Information is maximized when the size of the indicated partition is minimized[^3] - the smaller the indicated partition, the less uncertainty exists about which candidate is the actual answer. However, since we don't know in advance which partition will be indicated (because we don't know the answer), we instead have to minimize the _[expected](https://en.wikipedia.org/wiki/Expected_value)_ partition size for all possible answers. For a given partioning strategy, we can calculate the expected partition size with the following (where "_part(x)_" is "_the partition that contains (candidate answer) x_", $ \mathbb{P} $ is the set of partitions, and $ \mathbb{C} $ is the full set of candidate answers)[^4]:
$$
\begin{aligned}
E(size\ of\ partition) &= \sum_{c \in \mathbb{C}} \mathcal{P}(c\ is\ correct) * | part(c) |\newline
&= \sum_{p \in \mathbb{P}} \sum_{c \in p} \mathcal{P}(c\ is\ correct) * |part(c) |\newline
&= \sum_{p \in \mathbb{P}} \sum_{c \in p} \mathcal{P}(c\ is\ correct) * |p|\newline
&= \sum_{p \in \mathbb{P}} |p| \sum_{c \in p} \mathcal{P}(c\ is\ correct)\newline
&= \sum_{p \in \mathbb{P}} |p| \sum_{c \in p} \frac {1} {|\mathbb{C}|}\newline
&= \sum_{p \in \mathbb{P}} |p| * \frac {|p|} {|\mathbb{C}|}\newline
&= \frac {1} {|\mathbb{C}|} \sum_{p \in \mathbb{P}} |p|^2
\end{aligned}
$$
Therefore, we can maximize the information gained at each guess by minimizing the sum-of-squares of the sizes of all resultant partitions.

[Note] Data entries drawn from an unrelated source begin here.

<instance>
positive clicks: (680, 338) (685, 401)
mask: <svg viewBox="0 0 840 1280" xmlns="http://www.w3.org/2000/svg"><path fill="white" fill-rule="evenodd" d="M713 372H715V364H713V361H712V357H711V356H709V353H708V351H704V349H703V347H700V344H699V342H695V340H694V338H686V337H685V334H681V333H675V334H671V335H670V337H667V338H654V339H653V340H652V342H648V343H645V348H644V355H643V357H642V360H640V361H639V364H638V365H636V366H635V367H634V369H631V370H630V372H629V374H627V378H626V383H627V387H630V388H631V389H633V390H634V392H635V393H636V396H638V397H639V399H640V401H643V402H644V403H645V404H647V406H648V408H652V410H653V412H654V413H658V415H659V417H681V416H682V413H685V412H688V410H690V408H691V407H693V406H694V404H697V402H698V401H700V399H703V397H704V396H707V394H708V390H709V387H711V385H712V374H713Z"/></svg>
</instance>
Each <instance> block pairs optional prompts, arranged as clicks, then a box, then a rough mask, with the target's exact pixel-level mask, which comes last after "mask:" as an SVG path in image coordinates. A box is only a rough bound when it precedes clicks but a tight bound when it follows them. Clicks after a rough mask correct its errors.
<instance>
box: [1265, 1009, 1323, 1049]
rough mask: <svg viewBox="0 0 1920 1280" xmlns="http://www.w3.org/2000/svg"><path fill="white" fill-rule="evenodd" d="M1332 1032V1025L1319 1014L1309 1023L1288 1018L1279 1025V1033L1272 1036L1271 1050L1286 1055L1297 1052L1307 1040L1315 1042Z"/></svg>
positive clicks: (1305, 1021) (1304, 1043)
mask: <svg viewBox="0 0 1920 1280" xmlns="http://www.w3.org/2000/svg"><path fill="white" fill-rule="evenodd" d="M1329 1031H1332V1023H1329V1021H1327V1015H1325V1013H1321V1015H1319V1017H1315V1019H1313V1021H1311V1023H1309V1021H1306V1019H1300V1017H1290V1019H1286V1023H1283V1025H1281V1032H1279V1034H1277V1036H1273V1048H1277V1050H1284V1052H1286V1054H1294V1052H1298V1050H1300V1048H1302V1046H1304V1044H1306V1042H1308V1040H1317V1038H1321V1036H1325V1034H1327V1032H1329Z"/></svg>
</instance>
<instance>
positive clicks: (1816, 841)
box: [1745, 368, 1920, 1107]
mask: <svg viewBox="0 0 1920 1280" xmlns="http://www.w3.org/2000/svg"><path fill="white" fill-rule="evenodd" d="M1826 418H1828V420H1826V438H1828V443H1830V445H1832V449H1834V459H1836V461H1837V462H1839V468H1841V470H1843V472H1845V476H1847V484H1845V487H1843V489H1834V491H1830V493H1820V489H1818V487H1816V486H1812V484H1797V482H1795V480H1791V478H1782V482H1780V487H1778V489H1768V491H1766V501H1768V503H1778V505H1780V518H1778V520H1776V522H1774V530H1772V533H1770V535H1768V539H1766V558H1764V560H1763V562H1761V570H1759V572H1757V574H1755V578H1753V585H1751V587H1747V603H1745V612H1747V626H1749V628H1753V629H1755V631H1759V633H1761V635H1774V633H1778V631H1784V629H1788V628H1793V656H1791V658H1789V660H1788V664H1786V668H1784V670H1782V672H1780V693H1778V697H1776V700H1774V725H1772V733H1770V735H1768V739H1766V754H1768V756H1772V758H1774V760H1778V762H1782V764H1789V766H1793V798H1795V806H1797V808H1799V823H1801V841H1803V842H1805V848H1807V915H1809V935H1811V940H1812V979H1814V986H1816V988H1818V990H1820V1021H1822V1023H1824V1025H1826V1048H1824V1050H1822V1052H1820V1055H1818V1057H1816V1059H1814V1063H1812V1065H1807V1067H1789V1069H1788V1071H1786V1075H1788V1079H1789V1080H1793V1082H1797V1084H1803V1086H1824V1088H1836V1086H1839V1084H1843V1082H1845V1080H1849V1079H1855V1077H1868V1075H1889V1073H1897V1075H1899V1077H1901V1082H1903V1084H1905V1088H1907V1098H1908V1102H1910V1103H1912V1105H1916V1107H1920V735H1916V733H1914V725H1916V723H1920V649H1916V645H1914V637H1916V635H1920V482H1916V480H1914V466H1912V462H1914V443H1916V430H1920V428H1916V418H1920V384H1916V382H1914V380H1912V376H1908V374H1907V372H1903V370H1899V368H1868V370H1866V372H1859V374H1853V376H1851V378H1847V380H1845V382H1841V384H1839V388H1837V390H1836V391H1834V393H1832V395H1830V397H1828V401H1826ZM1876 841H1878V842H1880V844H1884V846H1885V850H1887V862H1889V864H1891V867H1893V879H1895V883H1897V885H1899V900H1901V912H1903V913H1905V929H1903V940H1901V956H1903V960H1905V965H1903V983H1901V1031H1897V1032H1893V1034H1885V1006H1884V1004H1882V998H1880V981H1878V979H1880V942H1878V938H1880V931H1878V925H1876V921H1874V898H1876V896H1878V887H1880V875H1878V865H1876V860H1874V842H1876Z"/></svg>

[^1]: we can figure out exactly what this is by taking a quick peek at the code - or, we could infer that it exists by noting that there are a large-but-finite number of ways of arranging 26 letters in 5 positions (a little less than 12 million), or a smaller-but-still-very-large number of actual five-letter words. The actual list of potential answers for Wordle includes 2,315 words, and there are 10,657 words that you are allowed to guess (that is - there are 8,342 words that you're allowed to guess for information, but that cannot possibly be the answer)
[^2]: This is a naïve implementation: there _might_ be a better strategy which is not locally-maximal, but which generates more information by coordination between the steps. For instance, there might be a choice at Step 1 that results in larger-than-optimal partitions, but where each partition is then more amenable to sub-division in Step 2. My intuition is that this isn’t the case for this problem, but I’m open to disagreement!
[^3]: It’s been a _while_ since I’ve studied Information Theory, so I might be misusing some terms. Please do feel free to correct me if so!